After spending almost a decade on remand, 37-year-old Dwayne Bramble walked out the Hall of Justice in Port-of-Spain a free man yesterday, as Justice Gillian Lucky stayed his indictment over the police’s failure to find the State’s main witness against him.
Lucky ruled that homicide detectives who charged Bramble with murdering former Unemployment Relief Programme (URP) foreman Brandon Duke in 2007, had failed to take reasonable steps to locate his (Duke) son Lyndon.
As a result, Lucky denied an application from State prosecutors to tender his witness statement into evidence in lieu of him testifying and being cross-examined. The process is frequently used when witnesses die or leave the country before trial. A similar application was allowed during Bramble’s preliminary inquiry and at his first trial in 2014, which ended in a hung jury.
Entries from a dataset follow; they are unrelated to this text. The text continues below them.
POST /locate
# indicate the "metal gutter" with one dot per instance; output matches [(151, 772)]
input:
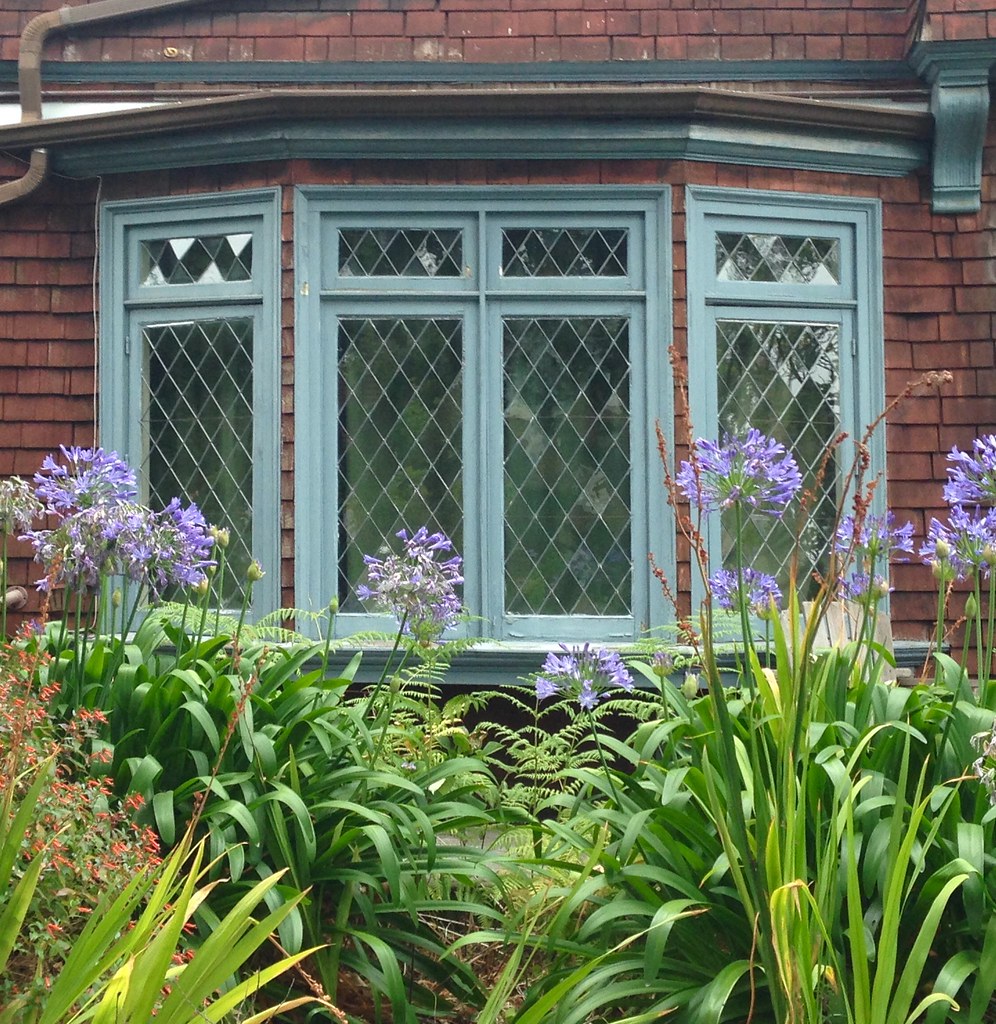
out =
[(32, 44), (525, 102)]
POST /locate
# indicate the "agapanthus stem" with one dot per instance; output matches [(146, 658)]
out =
[(746, 672), (939, 633), (984, 676), (387, 665), (3, 588), (601, 757)]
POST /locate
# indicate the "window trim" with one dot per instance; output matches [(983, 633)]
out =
[(125, 303), (857, 304), (315, 558)]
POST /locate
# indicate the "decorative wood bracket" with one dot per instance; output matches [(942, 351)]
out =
[(958, 75)]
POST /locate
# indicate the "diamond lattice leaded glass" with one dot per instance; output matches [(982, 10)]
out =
[(564, 252), (198, 426), (566, 403), (400, 252), (783, 259), (783, 378), (400, 462), (210, 259)]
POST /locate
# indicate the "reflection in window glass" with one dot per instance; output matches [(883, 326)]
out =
[(564, 252), (783, 378), (213, 259), (400, 462), (782, 259), (198, 425), (400, 252), (567, 510)]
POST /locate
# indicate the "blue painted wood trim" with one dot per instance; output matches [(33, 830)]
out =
[(120, 373), (315, 73), (315, 386), (858, 307), (958, 73), (827, 151)]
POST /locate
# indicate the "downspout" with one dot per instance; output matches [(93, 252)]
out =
[(32, 44)]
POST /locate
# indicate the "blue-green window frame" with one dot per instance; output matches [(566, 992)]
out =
[(855, 303), (644, 293), (128, 304)]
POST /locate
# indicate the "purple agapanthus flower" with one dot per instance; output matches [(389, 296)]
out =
[(90, 543), (754, 472), (868, 550), (760, 589), (88, 477), (585, 673), (985, 766), (965, 545), (419, 586), (179, 549), (101, 531), (18, 506), (971, 477)]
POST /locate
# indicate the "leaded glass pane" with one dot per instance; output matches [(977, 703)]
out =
[(564, 252), (400, 252), (210, 259), (782, 259), (783, 378), (566, 404), (400, 462), (198, 423)]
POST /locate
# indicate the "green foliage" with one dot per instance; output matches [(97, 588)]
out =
[(362, 803)]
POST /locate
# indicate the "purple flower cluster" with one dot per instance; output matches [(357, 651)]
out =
[(417, 586), (868, 546), (89, 477), (971, 478), (760, 590), (18, 506), (585, 673), (101, 531), (754, 471), (965, 545)]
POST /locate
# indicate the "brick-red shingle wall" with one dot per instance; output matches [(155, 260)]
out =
[(940, 304), (498, 31), (46, 331)]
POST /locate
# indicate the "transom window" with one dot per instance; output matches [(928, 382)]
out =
[(489, 364), (785, 336)]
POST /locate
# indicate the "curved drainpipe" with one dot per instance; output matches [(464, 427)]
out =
[(32, 44)]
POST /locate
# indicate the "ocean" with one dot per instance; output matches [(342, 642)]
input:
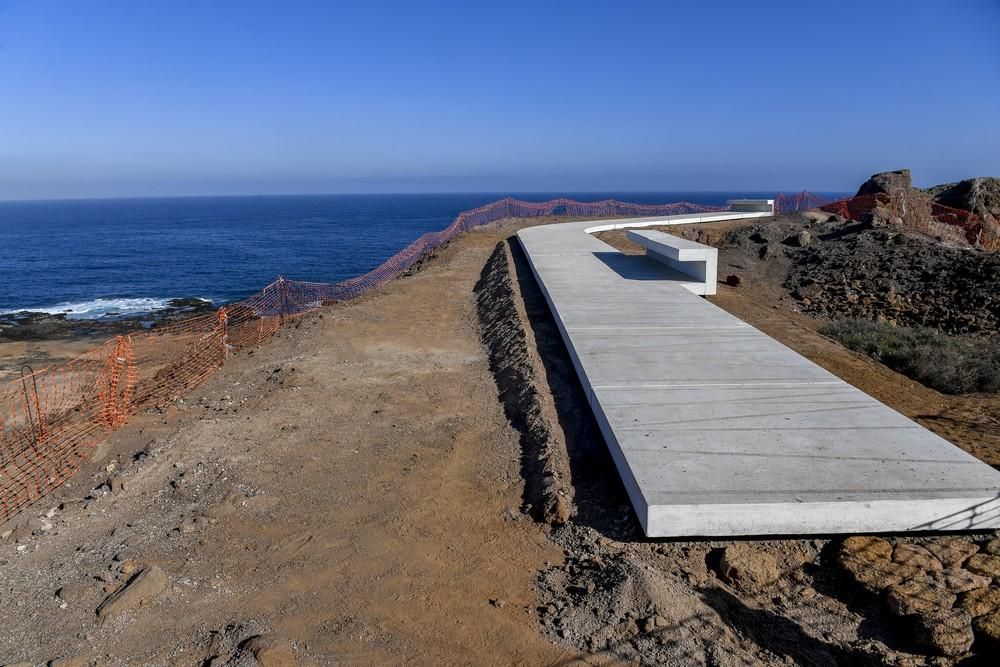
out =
[(108, 258)]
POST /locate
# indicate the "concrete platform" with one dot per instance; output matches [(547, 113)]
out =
[(718, 429)]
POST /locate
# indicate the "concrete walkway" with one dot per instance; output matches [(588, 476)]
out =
[(719, 430)]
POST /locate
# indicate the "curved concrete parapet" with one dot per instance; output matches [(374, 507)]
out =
[(717, 429)]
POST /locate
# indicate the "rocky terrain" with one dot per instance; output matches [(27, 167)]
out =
[(841, 269), (415, 477)]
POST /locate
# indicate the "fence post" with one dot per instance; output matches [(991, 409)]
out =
[(113, 412), (224, 325), (283, 288)]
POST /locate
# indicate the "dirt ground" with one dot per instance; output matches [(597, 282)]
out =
[(970, 421), (390, 481)]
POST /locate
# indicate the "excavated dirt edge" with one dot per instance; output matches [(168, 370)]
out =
[(548, 493)]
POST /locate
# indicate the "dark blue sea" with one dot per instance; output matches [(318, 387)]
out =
[(121, 257)]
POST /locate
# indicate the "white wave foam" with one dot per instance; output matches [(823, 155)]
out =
[(100, 308)]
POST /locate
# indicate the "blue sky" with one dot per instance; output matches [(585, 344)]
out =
[(104, 98)]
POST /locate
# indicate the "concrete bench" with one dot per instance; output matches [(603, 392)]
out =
[(692, 259)]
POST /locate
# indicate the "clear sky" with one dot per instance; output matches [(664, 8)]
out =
[(127, 98)]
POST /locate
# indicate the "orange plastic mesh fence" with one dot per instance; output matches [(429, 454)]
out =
[(917, 211), (51, 420)]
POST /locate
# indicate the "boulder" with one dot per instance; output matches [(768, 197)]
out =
[(140, 589), (877, 574), (946, 631), (867, 547), (993, 546), (981, 601), (918, 596), (951, 551), (886, 182), (270, 651), (958, 580), (978, 195), (987, 629), (914, 554), (748, 567), (987, 565)]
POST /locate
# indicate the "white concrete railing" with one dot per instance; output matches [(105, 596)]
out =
[(693, 259)]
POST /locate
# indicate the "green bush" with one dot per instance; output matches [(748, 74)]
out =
[(949, 364)]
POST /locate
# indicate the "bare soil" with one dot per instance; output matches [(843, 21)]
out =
[(414, 477)]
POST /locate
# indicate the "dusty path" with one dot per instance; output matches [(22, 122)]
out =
[(373, 486), (352, 486)]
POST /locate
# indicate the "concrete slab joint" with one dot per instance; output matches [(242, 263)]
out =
[(719, 430)]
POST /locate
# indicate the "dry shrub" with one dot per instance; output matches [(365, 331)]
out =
[(949, 364)]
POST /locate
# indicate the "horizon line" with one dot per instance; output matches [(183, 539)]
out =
[(500, 193)]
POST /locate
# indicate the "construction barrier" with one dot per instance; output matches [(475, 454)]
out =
[(51, 419), (919, 212)]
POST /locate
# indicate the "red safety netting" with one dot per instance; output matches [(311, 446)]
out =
[(52, 419), (919, 212)]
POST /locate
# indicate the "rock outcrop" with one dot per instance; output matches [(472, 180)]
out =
[(886, 182), (978, 195)]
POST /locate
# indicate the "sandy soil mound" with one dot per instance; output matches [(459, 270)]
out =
[(415, 477)]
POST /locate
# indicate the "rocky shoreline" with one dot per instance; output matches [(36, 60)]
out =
[(29, 325)]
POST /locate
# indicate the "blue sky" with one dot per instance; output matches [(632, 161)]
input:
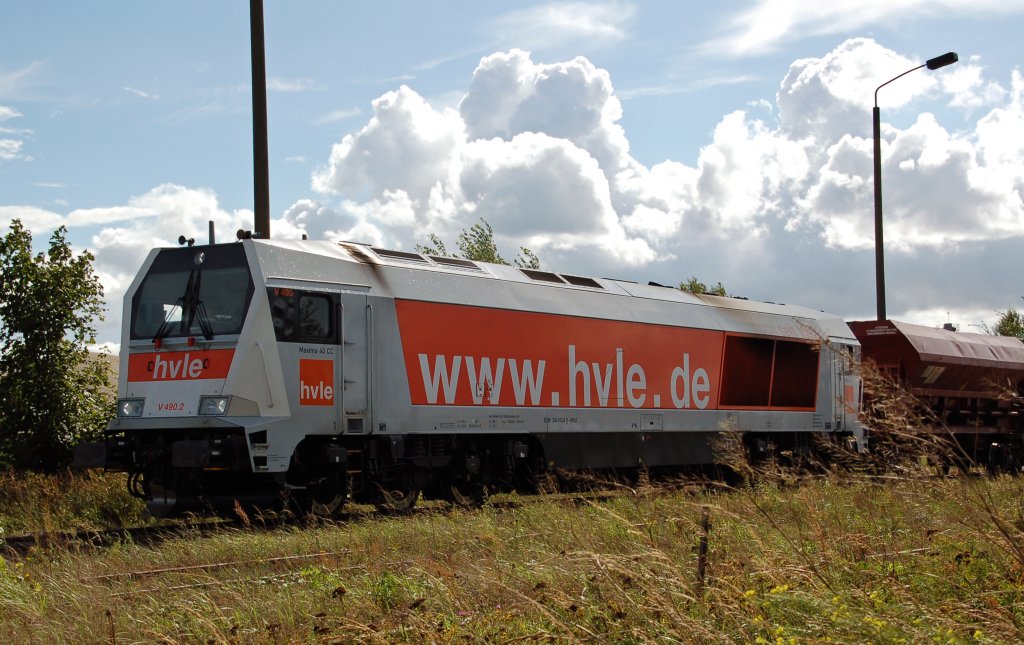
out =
[(652, 140)]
Lucky noted that police merely did surveillance on the 19-year-old’s home and only spoke to his grandmother, which were the same steps they took during the inquiry and previous trial.
She also agreed with Bramble’s lawyers that police should have increased their attempts to locate Lyndon earlier this year and should not have waited until two months before the trial was due to begin. She also suggested that social media service Facebook could have been used to attempt to locate Lyndon.
“Things should and could have been done earlier and the court can not turn a blind eye to this delay,” Lucky said. Duke, of Upper Fairley Street, Tunapuna, was killed in a shooting on May 25, 2007. Duke had taken his son to a parlour in the community to purchase a soft drink and was ambushed by a gunman, who shot him several times.
Duke’s son escaped unscathed and allegedly identified Bramble, of Achong Trace, Balthazar Street, Tunapuna, as the gunman. Bramble was represented by Evans Welch and Kelston Pope.